Skeptics continued to block the general use of smallpox vaccine for many reasons. A common fear was that vaccinated people would develop horns like cows. And so, years passed, and the world continued to suffer smallpox epidemics. Then in 1967 the World Health Organization launched its campaign to eradicate smallpox with vaccination. It was a truly heroic campaign involving an army of people to reach every corner of the world. The result? As of 1980, it has been a smallpox-free world.

One can only hope that controlling Covid-19 does not take 300 years.

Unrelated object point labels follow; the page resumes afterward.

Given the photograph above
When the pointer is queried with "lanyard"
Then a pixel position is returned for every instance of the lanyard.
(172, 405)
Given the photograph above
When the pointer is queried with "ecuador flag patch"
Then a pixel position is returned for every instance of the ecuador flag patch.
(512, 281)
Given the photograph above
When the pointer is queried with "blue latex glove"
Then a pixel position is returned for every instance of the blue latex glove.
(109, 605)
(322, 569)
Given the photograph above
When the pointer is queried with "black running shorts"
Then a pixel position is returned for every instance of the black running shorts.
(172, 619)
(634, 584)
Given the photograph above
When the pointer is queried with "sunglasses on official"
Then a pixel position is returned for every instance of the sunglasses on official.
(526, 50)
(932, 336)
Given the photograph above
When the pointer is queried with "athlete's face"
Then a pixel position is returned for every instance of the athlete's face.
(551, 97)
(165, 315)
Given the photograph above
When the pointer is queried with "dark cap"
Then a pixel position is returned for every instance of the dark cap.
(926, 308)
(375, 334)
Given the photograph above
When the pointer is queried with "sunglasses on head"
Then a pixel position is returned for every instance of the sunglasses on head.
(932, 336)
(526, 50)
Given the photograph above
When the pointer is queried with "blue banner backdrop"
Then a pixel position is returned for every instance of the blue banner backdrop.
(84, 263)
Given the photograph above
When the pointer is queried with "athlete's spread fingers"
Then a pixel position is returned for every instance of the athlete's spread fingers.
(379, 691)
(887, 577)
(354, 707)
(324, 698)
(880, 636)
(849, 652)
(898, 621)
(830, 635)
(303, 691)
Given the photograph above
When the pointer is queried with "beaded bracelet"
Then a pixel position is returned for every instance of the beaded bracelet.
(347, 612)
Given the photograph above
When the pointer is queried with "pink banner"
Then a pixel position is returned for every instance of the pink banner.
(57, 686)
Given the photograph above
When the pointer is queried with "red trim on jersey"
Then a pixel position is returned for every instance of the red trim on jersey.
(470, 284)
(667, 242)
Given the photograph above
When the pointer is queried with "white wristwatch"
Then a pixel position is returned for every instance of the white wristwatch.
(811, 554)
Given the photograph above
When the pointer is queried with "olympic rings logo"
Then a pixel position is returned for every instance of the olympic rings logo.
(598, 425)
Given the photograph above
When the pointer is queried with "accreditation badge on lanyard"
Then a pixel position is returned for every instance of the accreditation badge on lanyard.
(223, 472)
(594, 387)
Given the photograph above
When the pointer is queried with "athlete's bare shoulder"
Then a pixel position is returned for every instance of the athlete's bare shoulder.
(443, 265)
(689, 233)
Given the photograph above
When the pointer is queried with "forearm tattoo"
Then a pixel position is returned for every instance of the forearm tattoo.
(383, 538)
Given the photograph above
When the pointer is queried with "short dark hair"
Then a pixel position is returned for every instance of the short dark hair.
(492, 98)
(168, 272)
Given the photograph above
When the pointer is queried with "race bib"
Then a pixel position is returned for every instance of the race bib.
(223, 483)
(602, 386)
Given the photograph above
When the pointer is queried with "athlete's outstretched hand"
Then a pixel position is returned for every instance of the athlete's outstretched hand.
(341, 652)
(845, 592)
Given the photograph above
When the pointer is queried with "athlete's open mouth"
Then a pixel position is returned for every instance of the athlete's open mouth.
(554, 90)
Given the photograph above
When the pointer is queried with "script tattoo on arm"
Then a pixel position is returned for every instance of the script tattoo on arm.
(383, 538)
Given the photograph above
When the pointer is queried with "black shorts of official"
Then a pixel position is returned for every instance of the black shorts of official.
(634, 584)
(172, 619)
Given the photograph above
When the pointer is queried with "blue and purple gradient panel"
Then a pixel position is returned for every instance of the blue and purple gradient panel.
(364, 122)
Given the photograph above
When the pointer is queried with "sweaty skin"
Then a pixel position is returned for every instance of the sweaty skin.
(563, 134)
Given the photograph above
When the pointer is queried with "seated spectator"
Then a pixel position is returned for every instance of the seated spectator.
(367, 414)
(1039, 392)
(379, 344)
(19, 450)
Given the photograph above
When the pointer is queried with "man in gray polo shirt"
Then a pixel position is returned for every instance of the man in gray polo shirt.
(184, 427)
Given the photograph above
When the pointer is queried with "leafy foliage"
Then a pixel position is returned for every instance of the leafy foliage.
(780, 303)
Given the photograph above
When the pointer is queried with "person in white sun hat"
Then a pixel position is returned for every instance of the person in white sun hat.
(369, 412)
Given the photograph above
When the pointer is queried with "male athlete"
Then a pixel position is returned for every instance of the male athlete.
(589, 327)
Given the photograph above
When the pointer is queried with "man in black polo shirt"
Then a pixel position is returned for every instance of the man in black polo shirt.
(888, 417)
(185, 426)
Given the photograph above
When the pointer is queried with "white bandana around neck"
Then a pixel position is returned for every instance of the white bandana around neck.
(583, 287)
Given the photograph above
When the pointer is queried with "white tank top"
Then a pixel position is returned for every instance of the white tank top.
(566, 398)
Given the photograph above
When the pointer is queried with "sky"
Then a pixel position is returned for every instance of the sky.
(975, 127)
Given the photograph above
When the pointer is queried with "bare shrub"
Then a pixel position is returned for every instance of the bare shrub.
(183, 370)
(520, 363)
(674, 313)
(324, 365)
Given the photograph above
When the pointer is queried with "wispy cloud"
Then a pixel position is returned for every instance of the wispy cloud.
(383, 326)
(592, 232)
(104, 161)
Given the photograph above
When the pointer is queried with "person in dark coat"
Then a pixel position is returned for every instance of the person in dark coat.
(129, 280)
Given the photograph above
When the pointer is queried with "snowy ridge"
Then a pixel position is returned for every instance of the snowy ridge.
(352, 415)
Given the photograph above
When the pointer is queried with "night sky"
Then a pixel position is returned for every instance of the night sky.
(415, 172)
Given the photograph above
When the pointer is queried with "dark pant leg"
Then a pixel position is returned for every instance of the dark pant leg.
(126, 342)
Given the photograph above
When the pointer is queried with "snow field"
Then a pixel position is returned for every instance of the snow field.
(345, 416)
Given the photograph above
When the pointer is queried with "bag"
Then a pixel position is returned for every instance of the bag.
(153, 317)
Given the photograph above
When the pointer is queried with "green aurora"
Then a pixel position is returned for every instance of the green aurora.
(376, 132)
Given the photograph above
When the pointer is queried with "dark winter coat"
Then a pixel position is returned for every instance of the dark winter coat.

Epidemics (defined as widespread disease transmission in a community) and pandemics (defined as disease transmission worldwide) are not new. They inflict death, suffering and economic pain upon millions. For the first time in recorded history, mankind has enough knowledge (although evolving and incomplete) and technology to confront this suffering, minimize and stop it before it drags on for years. The question is if we can overcome our fear of the unknown, put aside prejudice and politics and embrace these breakthroughs.

I am a Star Trek fan. Dr. Leonard McCoy of Star Trek fame could wave a scanner over a patient, find the cause of the illness and synthesize a vaccine, just like that. That doesn’t seem so fantastic to me anymore when I reflect on the development of the current Covid vaccines.

The rapid development of safe, effective vaccines is technology to be embraced, not feared. We are privileged to live in the USA where we have freedom to get vaccinated or not and the availability of abundant vaccine. We have a choice. The rest of the world is not so fortunate. With freedom comes responsibility. We owe it to our families, friends, communities, and the world to put aside our personal concerns and get vaccinated.

If you just haven’t found the time to get vaccinated, I urge you to do it now.

If you have concerns about safety and efficacy, I recommend that you talk to a trusted doctor, nurse, pharmacist or teacher to help you sort through the information, evaluate what is known, what is unknown, and what is just plain false.

Writer Vicki Anderson, M.D. is medical director of quality at Community Memorial Hospital in Cloquet and a longtime family practice doctor in the area.